Source [Le Point] La cathédrale de Paris est sauvée. Mais tant de bâtiments flambent dans l’indifférence. Le président de la Fondation du patrimoine alerte.
En mai 2019, un mois après l'incendie de Notre-Dame, Guillaume Poitrinal, le président de la Fondation du patrimoine (désignée par l'État comme l'un des quatre organismes collecteurs de dons au profit de la cathédrale sinistrée), s'attire brusquement le courroux du ministre de la Culture Franck Riester, du général Jean-Louis Georgelin et de l'archevêque de Paris Mgr Aupetit. Que lui reprochent ces trois personnages qui ne sont pourtant, depuis le lancement du grand projet de restauration, que rarement d'accord ? D'avoir mis fin, du jour au lendemain, à la collecte de sa fondation.
Guillaume Poitrinal estime en effet avoir largement fait « le plein » de dons, et s'agace de cet afflux d'argent délirant au seul profit de Notre-Dame – dont l'état déplorable, avant l'incendie, n'intéressait pas grand monde – quand tellement de bâtiments anciens nécessitent eux aussi soins, entretien, sauvetage. Mais il n'est jamais aisé d'aller contre le vent, et Poitrinal, qui a osé tenter de détourner un peu l'attention médiatique de l'objet très politique qu'est devenue la star de l'île de la Cité, se voit alors vertement reprocher sa supposée irresponsabilité… Deux ans plus tard, la cathédrale, on le sait, est heureusement en voie d'être sauvée. Mais de trop nombreux incendies ont abîmé, dans l'indifférence à peu près générale, d'autres bâtiments patrimoniaux, certes moins grandioses, mais que l'on aurait pu, avec un peu d'investissement, préserver du désastre. Interview
Le Point : Aujourd'hui, Notre-Dame est sauvée et les travaux de restauration seront bientôt lancés. N'est-ce pas une immense victoire ?

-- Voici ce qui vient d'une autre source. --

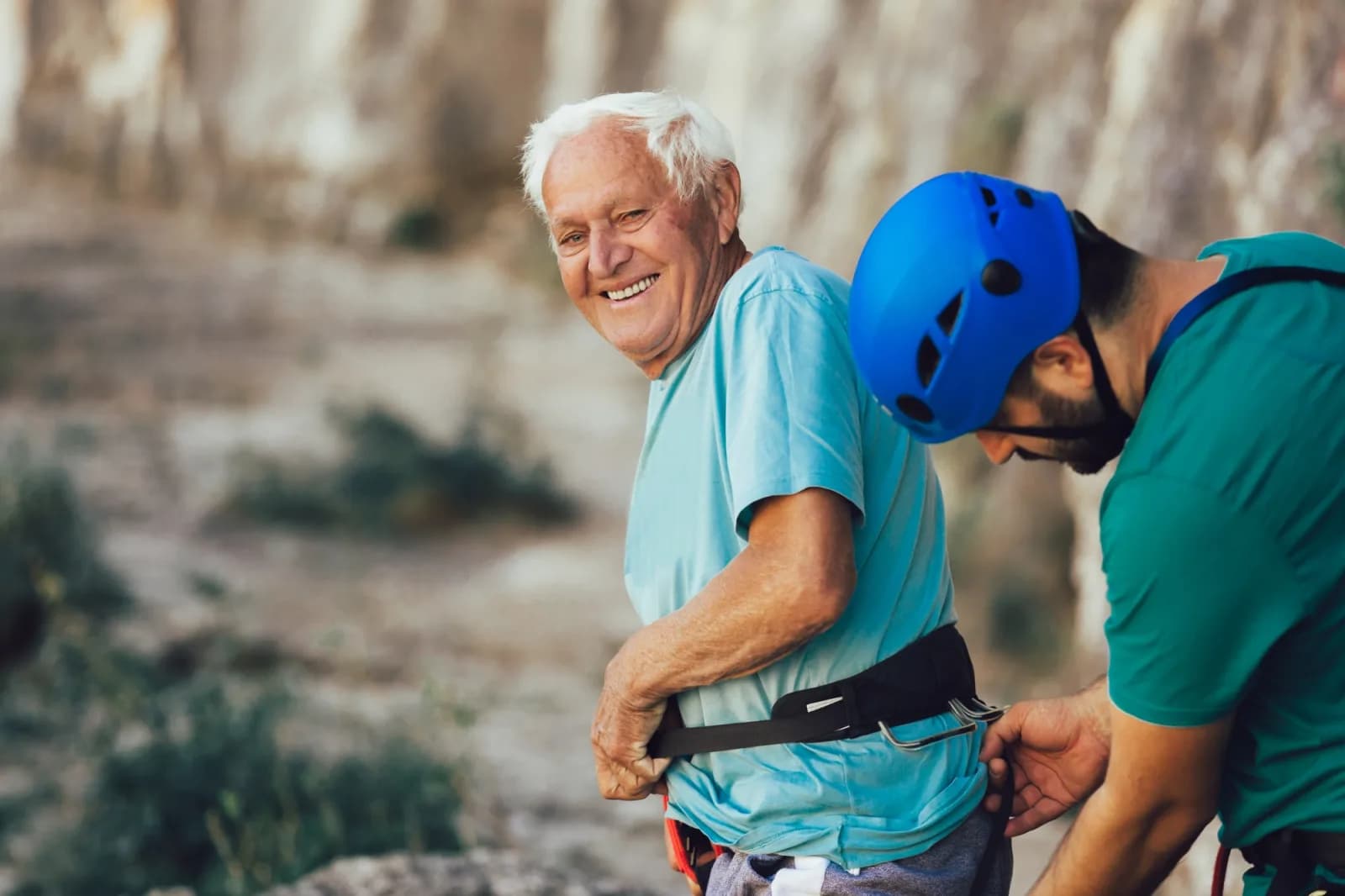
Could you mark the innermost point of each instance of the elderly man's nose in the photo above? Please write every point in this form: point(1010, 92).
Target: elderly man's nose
point(607, 253)
point(997, 445)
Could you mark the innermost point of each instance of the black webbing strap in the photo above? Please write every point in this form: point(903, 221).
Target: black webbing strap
point(1295, 856)
point(916, 683)
point(999, 838)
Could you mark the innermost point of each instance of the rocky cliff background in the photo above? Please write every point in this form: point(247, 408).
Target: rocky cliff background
point(221, 219)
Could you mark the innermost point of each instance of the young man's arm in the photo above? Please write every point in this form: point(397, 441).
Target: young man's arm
point(1161, 790)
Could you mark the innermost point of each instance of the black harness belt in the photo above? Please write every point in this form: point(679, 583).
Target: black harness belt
point(1295, 855)
point(927, 678)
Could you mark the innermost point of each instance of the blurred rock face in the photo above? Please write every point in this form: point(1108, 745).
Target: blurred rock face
point(1168, 120)
point(367, 120)
point(372, 120)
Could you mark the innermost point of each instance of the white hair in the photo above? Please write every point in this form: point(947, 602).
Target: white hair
point(683, 134)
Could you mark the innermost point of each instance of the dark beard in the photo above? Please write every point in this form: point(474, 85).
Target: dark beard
point(1086, 455)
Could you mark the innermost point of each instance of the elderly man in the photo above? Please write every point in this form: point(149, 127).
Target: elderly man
point(786, 546)
point(984, 306)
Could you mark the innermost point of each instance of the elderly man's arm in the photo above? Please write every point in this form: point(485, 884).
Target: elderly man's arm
point(1161, 790)
point(790, 582)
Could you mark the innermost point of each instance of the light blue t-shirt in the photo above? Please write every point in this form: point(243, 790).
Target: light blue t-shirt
point(768, 403)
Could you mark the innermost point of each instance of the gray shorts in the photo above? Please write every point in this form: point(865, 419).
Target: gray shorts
point(945, 869)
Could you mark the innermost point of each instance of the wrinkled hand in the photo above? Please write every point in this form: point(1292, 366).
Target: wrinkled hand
point(1058, 750)
point(620, 736)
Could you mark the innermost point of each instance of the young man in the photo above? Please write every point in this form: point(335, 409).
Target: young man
point(982, 306)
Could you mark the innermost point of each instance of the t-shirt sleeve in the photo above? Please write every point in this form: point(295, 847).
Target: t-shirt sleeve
point(1199, 589)
point(793, 414)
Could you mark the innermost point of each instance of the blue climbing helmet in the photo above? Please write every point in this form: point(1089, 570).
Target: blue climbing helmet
point(958, 282)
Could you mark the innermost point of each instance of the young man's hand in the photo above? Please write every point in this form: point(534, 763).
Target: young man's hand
point(1058, 750)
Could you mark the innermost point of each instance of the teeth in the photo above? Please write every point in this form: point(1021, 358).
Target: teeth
point(634, 289)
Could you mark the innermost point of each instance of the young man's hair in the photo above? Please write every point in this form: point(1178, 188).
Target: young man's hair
point(1107, 272)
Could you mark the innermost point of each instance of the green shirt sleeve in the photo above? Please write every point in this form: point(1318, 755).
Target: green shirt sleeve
point(1199, 589)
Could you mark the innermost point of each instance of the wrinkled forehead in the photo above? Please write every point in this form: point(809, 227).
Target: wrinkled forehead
point(599, 168)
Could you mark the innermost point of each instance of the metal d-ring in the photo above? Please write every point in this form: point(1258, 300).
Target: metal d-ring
point(965, 728)
point(966, 716)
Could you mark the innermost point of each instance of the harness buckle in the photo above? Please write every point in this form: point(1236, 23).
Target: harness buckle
point(968, 714)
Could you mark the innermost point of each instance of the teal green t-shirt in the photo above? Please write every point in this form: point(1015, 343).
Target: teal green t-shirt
point(768, 403)
point(1224, 542)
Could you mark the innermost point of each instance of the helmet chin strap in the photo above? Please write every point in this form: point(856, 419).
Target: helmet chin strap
point(1114, 421)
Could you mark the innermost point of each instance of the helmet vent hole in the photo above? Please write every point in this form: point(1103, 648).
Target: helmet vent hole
point(927, 361)
point(914, 408)
point(948, 316)
point(1000, 277)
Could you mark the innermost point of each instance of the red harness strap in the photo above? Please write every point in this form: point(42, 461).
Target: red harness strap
point(693, 851)
point(1216, 887)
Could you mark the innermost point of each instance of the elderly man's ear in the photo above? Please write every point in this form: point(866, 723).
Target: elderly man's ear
point(724, 199)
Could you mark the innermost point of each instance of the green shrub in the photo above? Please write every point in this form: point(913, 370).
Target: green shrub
point(392, 481)
point(1333, 163)
point(49, 559)
point(213, 802)
point(421, 228)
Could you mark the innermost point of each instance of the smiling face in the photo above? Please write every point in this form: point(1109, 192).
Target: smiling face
point(642, 266)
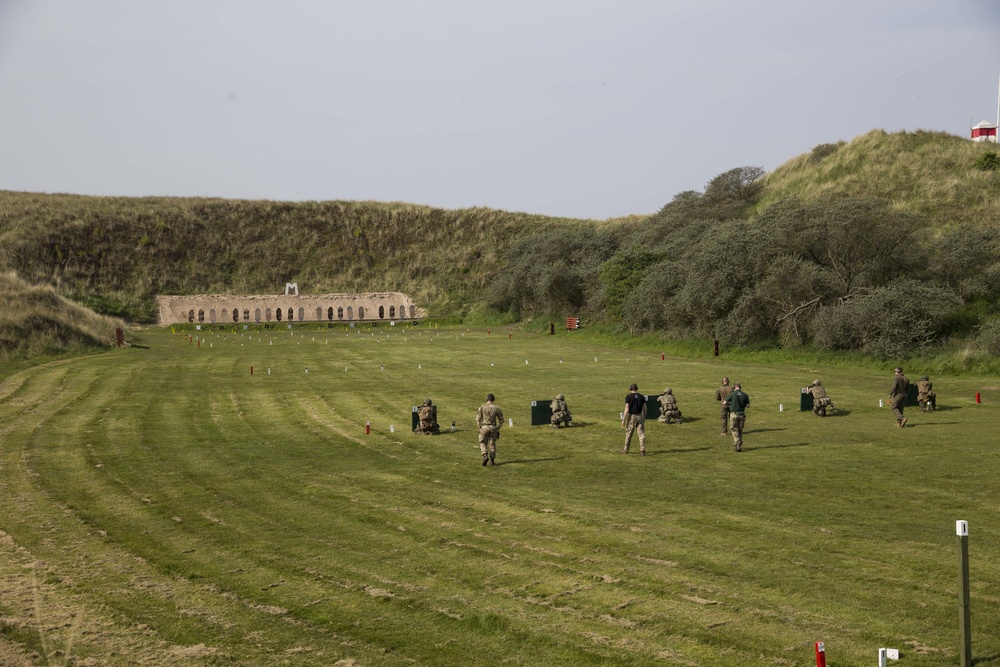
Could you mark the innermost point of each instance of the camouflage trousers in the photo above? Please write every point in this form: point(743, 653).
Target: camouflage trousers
point(488, 436)
point(736, 421)
point(670, 416)
point(633, 424)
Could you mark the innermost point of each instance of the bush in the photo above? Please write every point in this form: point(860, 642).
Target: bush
point(894, 321)
point(988, 336)
point(988, 161)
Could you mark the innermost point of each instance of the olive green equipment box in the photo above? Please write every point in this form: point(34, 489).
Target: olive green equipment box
point(541, 412)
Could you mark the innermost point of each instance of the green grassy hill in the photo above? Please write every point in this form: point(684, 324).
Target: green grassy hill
point(115, 254)
point(930, 173)
point(35, 320)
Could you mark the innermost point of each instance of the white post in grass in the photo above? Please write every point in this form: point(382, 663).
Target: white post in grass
point(964, 613)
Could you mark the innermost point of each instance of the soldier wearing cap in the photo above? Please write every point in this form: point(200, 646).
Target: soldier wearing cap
point(560, 412)
point(722, 394)
point(489, 418)
point(668, 407)
point(926, 397)
point(427, 415)
point(634, 418)
point(820, 400)
point(738, 404)
point(897, 396)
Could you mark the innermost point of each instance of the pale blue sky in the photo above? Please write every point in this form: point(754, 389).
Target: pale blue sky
point(575, 108)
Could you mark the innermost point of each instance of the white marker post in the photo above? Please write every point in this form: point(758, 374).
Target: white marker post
point(964, 611)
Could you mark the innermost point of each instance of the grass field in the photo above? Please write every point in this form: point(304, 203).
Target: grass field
point(161, 506)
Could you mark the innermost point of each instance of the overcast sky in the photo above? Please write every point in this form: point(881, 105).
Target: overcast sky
point(578, 108)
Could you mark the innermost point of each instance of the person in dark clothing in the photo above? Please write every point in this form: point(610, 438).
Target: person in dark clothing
point(897, 396)
point(738, 404)
point(634, 418)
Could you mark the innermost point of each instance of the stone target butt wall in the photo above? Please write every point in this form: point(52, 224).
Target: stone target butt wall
point(290, 308)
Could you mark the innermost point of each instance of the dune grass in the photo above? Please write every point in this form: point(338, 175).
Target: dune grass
point(162, 506)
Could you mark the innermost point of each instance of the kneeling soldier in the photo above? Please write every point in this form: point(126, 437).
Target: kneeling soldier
point(428, 420)
point(820, 400)
point(668, 407)
point(560, 412)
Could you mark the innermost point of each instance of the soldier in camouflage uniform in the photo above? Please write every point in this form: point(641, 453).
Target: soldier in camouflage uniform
point(428, 420)
point(560, 412)
point(925, 394)
point(738, 403)
point(634, 418)
point(668, 407)
point(722, 394)
point(820, 400)
point(489, 418)
point(897, 396)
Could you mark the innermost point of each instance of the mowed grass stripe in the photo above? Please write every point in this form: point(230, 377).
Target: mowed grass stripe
point(567, 552)
point(109, 575)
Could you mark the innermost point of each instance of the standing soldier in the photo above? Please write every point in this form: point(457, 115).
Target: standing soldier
point(634, 418)
point(820, 400)
point(489, 418)
point(897, 396)
point(738, 403)
point(722, 394)
point(560, 412)
point(925, 394)
point(668, 407)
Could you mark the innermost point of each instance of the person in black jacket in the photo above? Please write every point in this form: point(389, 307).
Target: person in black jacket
point(738, 404)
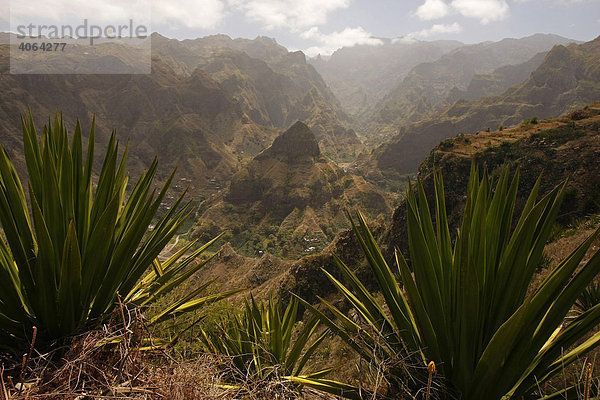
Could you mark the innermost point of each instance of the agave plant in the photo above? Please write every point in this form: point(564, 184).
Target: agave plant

Guillaume Poitrinal : Il y a deux ans, cet incendie a suscité une émotion mondiale et un élan de générosité sans précédent. Plus de 830 millions d'euros ont été collectés auprès de 340 000 donateurs particuliers, entreprises et grands mécènes pour permettre à cette icône du patrimoine mondial de renaître de ses cendres. C'est formidable ! Mais cette grande réussite collective ne doit pas nous aveugler. Les soins infinis dont nous entourons, à grands frais, la première de nos cathédrales masquent l'état de négligence du reste de notre patrimoine. Notre-Dame est l'arbre qui cache la forêt : de nombreuses églises, abbayes, basiliques, cathédrales de banlieue ou de province, et d'autres bâtiments publics ou privés, religieux ou pas, connaissent les mêmes périls que Notre-Dame avant son incendie. Aux quatre coins de France, nous laissons notre patrimoine brûler : il y a un an la cathédrale Saint-Pierre-et-Saint-Paul de Nantes, en janvier l'église Saint-Christophe de Voutezac (Corrèze), il y a un mois la collégiale Saint-Nicolas d'Avesnes-sur-Helpe (Nord), il y a quinze jours l'église Saint-Pierre de Romilly-la-Puthenaye (Eure), et la semaine dernière l'hôtel de Dion, ancienne école d'infirmières de Saint-Omer (Pas-de-Calais).